Właśnie żem miał uwagę zwrócić, że je chyba zamróz dopadł.
– Prędzej rotmistrz jeden – mruknęła Lenda. – Puste beczki to do siebie
mają, że słabo w nich chlupie.
– Zamarzło? – Zbrhl zapomniał na chwilę o opornym bukłaku. – Chcesz
powiedzieć, żeś nie upilnował, nicponiu?! Toż jak pacholęciu tłumaczyłem:
baczenie dawać! Ariergarda miałeś być, a nie chwost bezużyteczny!
– Cmoknij mnie w zadek – rzucił urażony Henza. – I do siebie miej żal.
Prosty knecht jestem, nie komendant jakiś. Co każą, to robię, a jak kazać
zapominają, to z inicjatywą się nie rwę. Sam zawsze przed szeregiem
porykujesz, że tym wyrywnym to nogi z rzyci...
– Słyszeliście? – Debren drgnął, zadarł głowę.
– Chlupie? – zapytał z nadzieją Zbrhl.
– Na pościg miałem uważać – ciągnął rozgoryczony Henza. – Tudzież na
dźwięki dziwne i błyskanie ślepi. Na wilkołaki, krótko mówiąc, i insze
biesy. Piwa w rozkazie nie było, tom nie uważał, by czujności nie
rozpraszać. Jak cię znam, czepiałbyś się, że na służbie o chlaniu jeno...
– Nnnie... – Magun spoglądał w niebo, obracając się w kulbace i
zdmuchując płaty śniegu z rzęs. – To taki... dziwny dźwięk. Wysoki. Może
nawet... hmm... ultra?
– Wysoki? – Zbrhl zadarł głowę, nie zapominając jednak o bukłaku.

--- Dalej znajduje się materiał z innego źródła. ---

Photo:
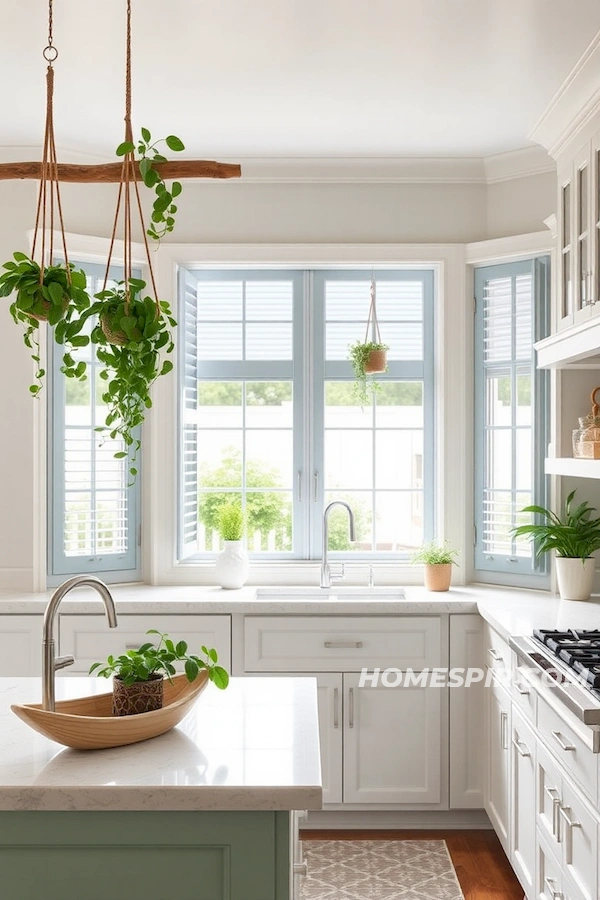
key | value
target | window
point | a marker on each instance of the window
(92, 508)
(268, 414)
(511, 412)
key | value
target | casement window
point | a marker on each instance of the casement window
(511, 416)
(92, 507)
(268, 415)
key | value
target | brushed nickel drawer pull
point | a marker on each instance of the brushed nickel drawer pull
(561, 741)
(343, 645)
(520, 745)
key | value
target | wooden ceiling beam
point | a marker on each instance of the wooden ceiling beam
(111, 173)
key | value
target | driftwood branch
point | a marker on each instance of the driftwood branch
(110, 173)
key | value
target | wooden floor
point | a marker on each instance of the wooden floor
(482, 868)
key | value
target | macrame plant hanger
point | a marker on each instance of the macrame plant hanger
(377, 360)
(128, 178)
(49, 191)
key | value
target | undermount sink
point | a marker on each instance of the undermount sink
(339, 592)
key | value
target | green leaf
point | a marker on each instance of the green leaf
(124, 148)
(174, 143)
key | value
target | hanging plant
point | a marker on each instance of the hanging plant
(130, 334)
(56, 295)
(53, 293)
(163, 208)
(368, 357)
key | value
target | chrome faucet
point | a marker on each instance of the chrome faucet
(326, 574)
(51, 662)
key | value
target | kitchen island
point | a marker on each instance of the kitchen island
(204, 812)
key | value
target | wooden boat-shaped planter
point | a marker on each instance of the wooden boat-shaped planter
(87, 723)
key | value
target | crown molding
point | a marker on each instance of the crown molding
(366, 170)
(518, 164)
(577, 99)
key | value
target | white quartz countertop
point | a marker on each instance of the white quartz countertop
(254, 746)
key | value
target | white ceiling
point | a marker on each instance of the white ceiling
(294, 78)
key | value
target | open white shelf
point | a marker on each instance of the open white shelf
(579, 468)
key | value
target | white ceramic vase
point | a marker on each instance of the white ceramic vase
(575, 577)
(231, 567)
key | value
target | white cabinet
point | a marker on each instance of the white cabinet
(522, 801)
(89, 639)
(466, 714)
(392, 743)
(20, 645)
(497, 781)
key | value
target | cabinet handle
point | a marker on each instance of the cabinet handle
(343, 645)
(553, 794)
(520, 745)
(561, 741)
(503, 730)
(554, 894)
(571, 824)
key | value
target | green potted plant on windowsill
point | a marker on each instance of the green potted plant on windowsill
(232, 566)
(368, 359)
(574, 536)
(437, 560)
(138, 674)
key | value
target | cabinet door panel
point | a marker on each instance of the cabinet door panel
(522, 836)
(498, 771)
(579, 833)
(392, 743)
(20, 645)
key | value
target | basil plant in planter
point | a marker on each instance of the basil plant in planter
(139, 674)
(575, 536)
(131, 332)
(55, 294)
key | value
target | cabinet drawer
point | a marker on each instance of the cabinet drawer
(327, 644)
(568, 747)
(497, 653)
(89, 639)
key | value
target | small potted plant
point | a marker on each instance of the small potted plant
(231, 567)
(131, 332)
(574, 535)
(437, 560)
(56, 295)
(368, 359)
(138, 674)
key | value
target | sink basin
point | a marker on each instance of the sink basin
(339, 592)
(87, 723)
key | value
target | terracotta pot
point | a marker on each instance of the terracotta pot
(438, 577)
(376, 362)
(575, 577)
(141, 696)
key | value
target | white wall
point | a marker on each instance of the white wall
(227, 212)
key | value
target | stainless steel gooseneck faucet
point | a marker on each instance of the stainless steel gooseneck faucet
(326, 574)
(51, 662)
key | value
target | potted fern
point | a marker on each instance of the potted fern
(574, 535)
(231, 567)
(437, 560)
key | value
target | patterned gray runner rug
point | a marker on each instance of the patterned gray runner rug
(379, 870)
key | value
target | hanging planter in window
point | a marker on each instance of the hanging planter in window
(133, 327)
(46, 290)
(369, 357)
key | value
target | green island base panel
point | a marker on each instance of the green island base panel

Trzasnął szyjką o siodło, wywołując nerwowy pląs konia, po czym zaczął
mocować się z nakrętką. – Coś na jodłę wlazło?
– Ryś? – rzuciła bez przekonania Lenda. I sama sobie odpowiedziała: –
Eee, chyba nie. Mądry ryś nie lazłby na takie drzewo, w taką noc i na takim
mrozie. – Przetarła rękawem cieknący nos i pod wpływem zatroskanego
spojrzenia Debrena dorzuciła: – No, ale to rozumnych rysiów się tyczy, a tu
morvackiego mamy.
– A jak to... – Henza przełknął ślinę – jak wilkołak?
– Nadrzewny? – poszła za ciosem. – Może. Nasze wilkołaki honorowe
są, prędzej taki na rycerza w zbroi skoczy, na śmierć pewną, niż na drzewo
się tchórzliwie skryje, ale morvackie...
– To nie wilkołak – powiedział cicho Debren. – Za często transformują;
mało co tak łatwo zeskanować. Zresztą to... no, jakby... przemieszczało się.
– Złazi? – Henza splunął, ujął kuszę oburącz. – Prosty knecht jestem,
tom dotąd nie pytał, ale... Po co właściwie tu sterczymy? Mostowstręt ci się
znów odezwał, Zbrhl?
– Macie mostowstręt, panie rotmistrzu? – zainteresowała się Lenda.
– A ma, ma, nawet pergaminem z pieczęcią potwierdzony – wyręczył
rotmistrza Henza. – Wstrząsu bezpałowego był doznał na tym tle, jakeśmy
się do zakonnych najęli i Lelonię najechali. Wielki mistrz duże zaciągi...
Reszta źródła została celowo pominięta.